TransMat has matrices, in 3x3 numpy array form. All are relative to ACES, with direction aptly named. So, TransMat.XYZ is a matrix from ACES --> XYZ, while TransMat.XYZinv goes from XYZ --> ACES. All use/are converted to the D65 illuminant, for consistency sake.
'''
#Gamma Functions: sRGB --> Linear.
gFunc = Gamma(Gamma.sRGBinv) #A Gamma Transform object using the sRGB-->Linear gamma formula. Apply to ColMaps!
gFuncManualsRGB = Gamma(lambda val: ((val + 0.055) / 1.055) ** 2.4 if val > 0.04045 else val / 12.92) #It's generic - specify any gamma function, even inline with a lambda!
#LUT from Function: sRGB --> Linear
oLut = LUT.lutFunc(Gamma.sRGBinv) #A LUT Transform object, created from a gamma function. Size is 16384 by default. LUTs are faster!
oLut.save('testpath/sRGB-->Lin.cube') #Saves the LUT to a format inferred from the extension. cube only for now!
#Opening LUTs from .cube files.
lut = LUT.open('testpath/sRGB-->Lin.cube') #Opens the lut we just made into a different LUT object.
lut.resized(17).save('testpath/sRGB-->Lin_tiny.cube') #Resizes the LUT, then saves it again to a much smaller file!
#Matrix Transformations
simpleMat = TransMat(TransMat.sRGBinv) #A Matrix Transform (TransMat) object, created from a color transform matrix for gamut transformations! This one is sRGB --> ACES.

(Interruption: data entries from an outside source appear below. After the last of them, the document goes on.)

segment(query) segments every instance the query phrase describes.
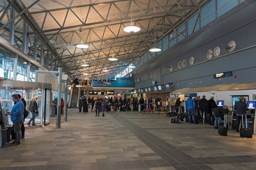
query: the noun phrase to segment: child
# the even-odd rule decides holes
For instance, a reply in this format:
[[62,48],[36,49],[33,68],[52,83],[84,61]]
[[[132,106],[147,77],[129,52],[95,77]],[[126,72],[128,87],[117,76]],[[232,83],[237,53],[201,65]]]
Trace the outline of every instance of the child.
[[106,106],[105,105],[105,103],[103,102],[103,103],[101,106],[101,108],[102,110],[102,116],[105,116],[105,115],[104,114],[104,110],[106,109]]

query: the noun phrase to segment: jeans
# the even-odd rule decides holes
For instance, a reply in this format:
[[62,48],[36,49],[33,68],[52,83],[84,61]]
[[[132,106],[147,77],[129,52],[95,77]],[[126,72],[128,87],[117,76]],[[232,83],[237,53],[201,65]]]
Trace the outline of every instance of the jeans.
[[188,109],[188,119],[189,119],[189,121],[192,122],[192,120],[191,120],[191,115],[192,116],[192,119],[193,119],[193,121],[195,122],[195,109]]
[[215,121],[214,122],[214,126],[215,127],[218,127],[219,123],[220,123],[221,122],[221,119],[220,118],[220,117],[216,118],[215,117],[215,115],[214,115],[214,114],[213,114],[213,116],[214,116],[214,117],[215,118]]
[[16,133],[16,140],[17,142],[19,142],[20,141],[22,136],[21,125],[22,123],[23,123],[23,120],[13,122],[13,130]]
[[206,114],[208,113],[208,110],[201,110],[201,122],[203,122],[203,115],[204,115],[204,122],[207,122],[206,121],[206,118],[207,118],[207,115]]
[[[244,125],[244,128],[246,127],[246,125],[244,124],[244,122],[245,121],[245,116],[240,116],[239,115],[236,115],[236,132],[238,132],[239,131],[239,128],[240,126],[240,122],[242,120],[242,116],[243,116],[243,122],[242,122]],[[243,125],[241,126],[241,127],[243,127]]]
[[27,123],[30,124],[30,122],[32,121],[32,125],[35,125],[35,118],[36,118],[36,112],[31,112],[31,115],[32,115],[31,116],[31,118]]

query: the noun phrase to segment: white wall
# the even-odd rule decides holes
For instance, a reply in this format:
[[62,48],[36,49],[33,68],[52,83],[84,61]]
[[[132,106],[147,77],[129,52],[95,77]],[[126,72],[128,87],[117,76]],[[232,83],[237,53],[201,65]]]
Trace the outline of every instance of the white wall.
[[[193,93],[196,93],[196,92],[193,92]],[[204,95],[204,93],[215,93],[216,97],[214,97],[214,100],[216,102],[217,100],[224,100],[224,105],[226,105],[229,107],[229,110],[230,111],[232,110],[232,96],[240,96],[244,95],[248,95],[249,96],[249,101],[253,101],[252,99],[252,95],[256,94],[256,90],[234,90],[230,91],[213,91],[213,92],[198,92],[197,96],[200,96],[200,98],[202,98],[202,96]],[[207,98],[207,100],[209,100],[210,98]],[[186,109],[186,106],[185,106]],[[233,112],[232,112],[233,113]],[[227,122],[231,122],[232,119],[232,115],[229,116],[227,119]]]

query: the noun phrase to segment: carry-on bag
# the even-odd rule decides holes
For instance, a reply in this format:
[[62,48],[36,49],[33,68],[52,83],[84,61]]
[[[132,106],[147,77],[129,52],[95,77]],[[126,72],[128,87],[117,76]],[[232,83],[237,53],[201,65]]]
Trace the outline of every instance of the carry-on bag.
[[171,123],[180,123],[180,119],[178,119],[177,116],[174,116],[174,118],[172,118],[171,119]]
[[227,127],[226,127],[227,123],[227,115],[224,115],[224,123],[225,126],[219,126],[218,129],[218,133],[219,134],[223,136],[227,136]]
[[246,120],[246,115],[245,115],[245,123],[246,124],[246,128],[245,128],[243,126],[243,118],[242,115],[242,124],[243,128],[240,128],[240,137],[246,137],[246,138],[252,138],[252,129],[247,128],[247,120]]

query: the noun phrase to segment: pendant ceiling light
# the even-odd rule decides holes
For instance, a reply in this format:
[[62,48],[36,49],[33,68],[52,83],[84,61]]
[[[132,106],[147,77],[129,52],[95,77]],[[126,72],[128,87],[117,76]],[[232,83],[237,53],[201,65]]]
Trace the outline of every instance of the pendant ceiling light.
[[113,54],[112,55],[112,57],[109,58],[108,59],[109,60],[111,60],[112,61],[115,61],[117,60],[118,59],[117,58],[115,58],[114,57],[114,50],[112,50],[112,51],[113,52]]
[[[155,7],[154,8],[154,12],[155,12]],[[154,20],[155,21],[155,15],[154,15]],[[157,39],[157,31],[155,30],[155,26],[154,27],[154,36],[155,36],[155,38],[154,38],[154,41],[155,42],[154,44],[155,44],[155,42],[156,40]],[[150,50],[150,51],[151,52],[154,52],[155,53],[157,52],[158,52],[160,51],[161,51],[161,49],[160,49],[159,48],[157,48],[156,47],[154,47],[152,48]]]
[[133,26],[133,1],[132,0],[131,0],[131,3],[132,6],[132,8],[131,9],[131,26],[129,27],[127,27],[124,28],[124,31],[127,33],[130,33],[131,34],[132,34],[134,33],[138,32],[141,30],[141,28],[138,27]]

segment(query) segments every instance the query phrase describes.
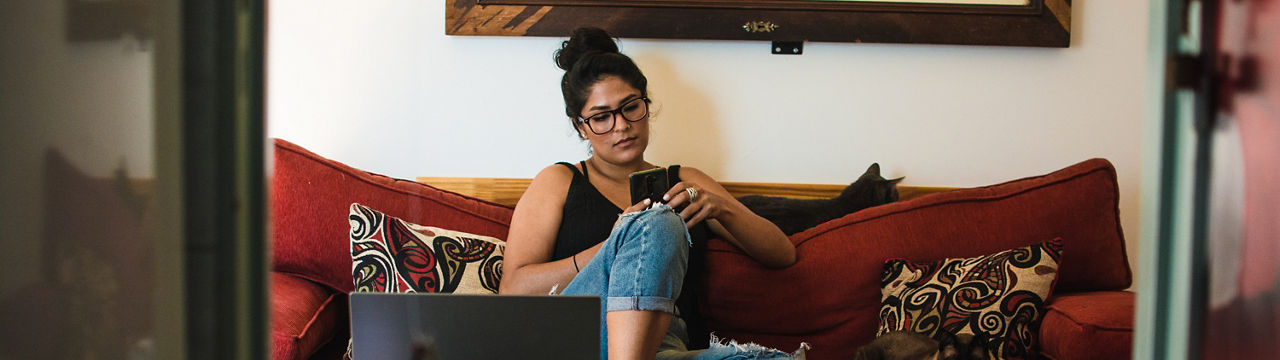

mat = TransMat(TransMat.sRGBinv, TransMat.XYZ, TransMat.XYZinv, TransMat.aRGB) * TransMat.aRGBinv
#Indeed, specify many matrices which auto-multiply into a single one! You can also combine them after, with simple multiplication.
#Applying and saving.
img.apply(gFunc).save('testpath/openlut_gammafunc.png') #save saves an image using the appropriate image backend, based on the extension.
img.apply(lut).save('testpath/openlut_lut-lin-16384.png') #apply applies any color transformation object that inherits from Transform - LUT, Gamma, TransMat, etc., or make your own! It's easy ;) .
img.apply(lut.resized(17)).save('testpath/openlut_lut-lin-17.png') #Why so small? Because spline interpolation automatically turns on. It's identical to the larger LUT!
img.apply(mat).save('testpath/openlut_mat.png') #Applies the gamut transformation.
#As a proof of concept, here's a long list of transformations that should, in sum, do nothing :) :
img.apply(lut).apply(LUT.lutFunc(Gamma.sRGB)).apply(mat).apply(~mat).save('testpath/openlut_noop.png') #~mat is the inverse of mat. Easily undo the gamut operation!
#Format Test: All output images are in Linear ACES.
tImg = img.apply(mat)
tImg.save('testpath/output.exr')
tImg.save('testpath/output.dpx')
tImg.save('testpath/output.png')
tImg.save('testpath/output.jpg')
tImg.save('testpath/output.tif') #All sorts of formats work! Bit depth is 16, unless you say something else.
#Compression is impossible right now - wand is being difficult.
#Keep in mind, values are clipped from 0 to 1 when done. Scary transforms can make this an issue!
#Color management is simple: openlut doesn't touch your data, unless you tell it to with a Transform. So, the data that goes in, goes out, unless a Transform was applied.